Zack's Kernel News
Zack's Kernel News
Zack Brown reports on fixing printk() bit by bit, kernel internationalization (or not), and kernel encryption and secure boot.
Fixing printk() Bit by Bit
The printk()
system call is an important way for the kernel to produce logs and other messages. The kernel doesn't use any standard library functions like printf()
, so it has to roll its own. But by all accounts, printk()
is a mess.
Recently, Sergey Senozhatsky tried to spruce it up a little and avoid some potential deadlocks. There was a whole range of deadlocks caused by printk()
recursing onto itself, and Sergey didn't want to touch any of those. But he said there were plenty of non-recursive deadlock scenarios that needed to be fixed.

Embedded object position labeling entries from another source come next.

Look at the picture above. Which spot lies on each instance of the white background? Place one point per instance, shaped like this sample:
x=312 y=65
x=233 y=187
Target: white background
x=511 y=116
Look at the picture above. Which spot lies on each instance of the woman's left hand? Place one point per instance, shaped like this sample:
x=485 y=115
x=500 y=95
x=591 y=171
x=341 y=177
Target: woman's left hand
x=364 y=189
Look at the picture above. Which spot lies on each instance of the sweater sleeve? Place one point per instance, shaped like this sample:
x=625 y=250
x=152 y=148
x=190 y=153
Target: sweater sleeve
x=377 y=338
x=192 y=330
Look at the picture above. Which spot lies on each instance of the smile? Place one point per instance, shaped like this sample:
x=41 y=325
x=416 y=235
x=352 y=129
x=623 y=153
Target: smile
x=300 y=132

Specifically, there were ways to deadlock the system in the output console, and printk()
would trigger those deadlocks by trying to write to the console. To fix some of these, Sergey wanted to introduce some new helper functions for the TTY (used to implement the console) and UART code (used to communicate asynchronously with the console).
Unfortunately, this would require updating every single serial driver to use the new helper functions. Also, it would only address deadlock issues involving particular types of kernel locks. But Sergey figured a partial fix was at least a beginning.
Alan Cox was not thrilled with Sergey's proposal. He felt that the fixes would add unnecessary code to parts of the kernel that needed to be as fast as possible. Alan felt that "printk
nowadays is already somewhat unreliable with all the perf related changes," so he favored a simpler approach that would simply defer trying to produce printk()
output if the lock wasn't available.
Sergey objected that Alan's idea wouldn't address deadlocks that had already been reported by users.
Meanwhile, Peter Zijlstra said that Alan had drastically understated the crappiness of printk()
. He said, "printk
is a steaming pile of @#$#@; unreliable doesn't even begin to cover it."
Petr Mladek, who had also been working with Sergey on this code, explained:
"This patch set adds yet another spin_lock
API. It behaves exactly as spin_lock_irqsafe()/spin_unlock_irqrestore()
but in addition it sets printk_context
.
Where printk_context
defines what printk
implementation is safe. We basically have four possibilities:
1. Normal (store in logbuf
; try to handle consoles)
2. Deferred (store in logbuf
; defer consoles)
3. Safe (store in per-CPU buffer, defer everything)
4. safe_nmi
(store in another per-CPU buffer; defer everything)
This patchset forces safe context around TTY and UART locks. In fact, the deferred context would be enough to prevent all the mentioned deadlocks."
But Linus Torvalds had strong objections to the whole idea. He said:
"The rule is simple: DO NOT DO THAT THEN.
Don't make recursive locks. Don't make random complexity. Just stop doing the thing that hurts.
There is no valid reason why an UART driver should do a printk()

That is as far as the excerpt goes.